L’analisi delle aliquote standard di ritenuta alla fonte applicate sui redditi societari, aggiornata al 2024, offre un panorama estremamente eterogeneo e articolato. I dati raccolti, relativi a 568 punti informativi distribuiti tra paesi OCSE e non-OCSE, mostrano profonde differenze nelle politiche fiscali applicate sui principali flussi di reddito internazionale: dividendi, interessi, royalties e prestazioni di servizi tecnici. Questa varietà riflette scelte strategiche, contesti economici, vincoli normativi locali e politiche di attrazione degli investimenti esteri.

Tra i paesi OCSE, si rileva una tendenza generale alla moderazione delle aliquote, specialmente su interessi e royalties. In particolare, diverse economie mature, come la Germania e il Lussemburgo, applicano un’aliquota dello 0% su interessi e royalties, probabilmente per favorire flussi di capitale in entrata e incentivare le attività di ricerca e sviluppo.
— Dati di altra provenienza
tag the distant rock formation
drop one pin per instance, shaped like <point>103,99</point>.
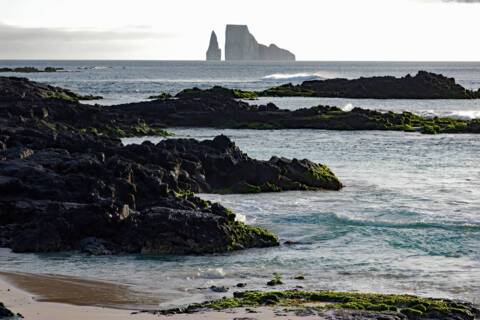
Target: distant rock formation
<point>240,44</point>
<point>214,52</point>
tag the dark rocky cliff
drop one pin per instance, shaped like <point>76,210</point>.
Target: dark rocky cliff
<point>240,44</point>
<point>214,52</point>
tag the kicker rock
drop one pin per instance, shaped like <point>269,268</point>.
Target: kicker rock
<point>214,52</point>
<point>240,44</point>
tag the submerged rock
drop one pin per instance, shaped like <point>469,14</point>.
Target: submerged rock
<point>4,312</point>
<point>424,85</point>
<point>343,305</point>
<point>65,188</point>
<point>240,44</point>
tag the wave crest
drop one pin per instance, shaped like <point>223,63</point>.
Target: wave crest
<point>293,77</point>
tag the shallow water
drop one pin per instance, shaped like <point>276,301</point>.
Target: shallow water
<point>407,221</point>
<point>129,81</point>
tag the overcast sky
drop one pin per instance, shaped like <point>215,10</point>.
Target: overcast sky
<point>180,29</point>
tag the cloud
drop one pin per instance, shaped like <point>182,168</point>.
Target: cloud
<point>44,43</point>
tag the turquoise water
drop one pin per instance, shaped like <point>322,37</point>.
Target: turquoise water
<point>407,221</point>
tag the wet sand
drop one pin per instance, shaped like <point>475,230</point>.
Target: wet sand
<point>45,297</point>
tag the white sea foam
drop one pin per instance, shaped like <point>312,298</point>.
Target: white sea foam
<point>211,273</point>
<point>347,107</point>
<point>458,114</point>
<point>293,77</point>
<point>240,217</point>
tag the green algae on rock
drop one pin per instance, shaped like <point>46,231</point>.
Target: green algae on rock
<point>405,306</point>
<point>424,85</point>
Similmente, paesi come l’Estonia eliminano quasi del tutto la tassazione su dividendi e interessi, mantenendo solo un'imposizione minima su royalties e servizi tecnici. Tuttavia, in alcune giurisdizioni la pressione fiscale resta alta: si pensi all'Australia e al Belgio, che applicano un 30% sui dividendi, o alla Repubblica Ceca e alla Slovacchia, che impongono il 35% su tutte le categorie di reddito considerate.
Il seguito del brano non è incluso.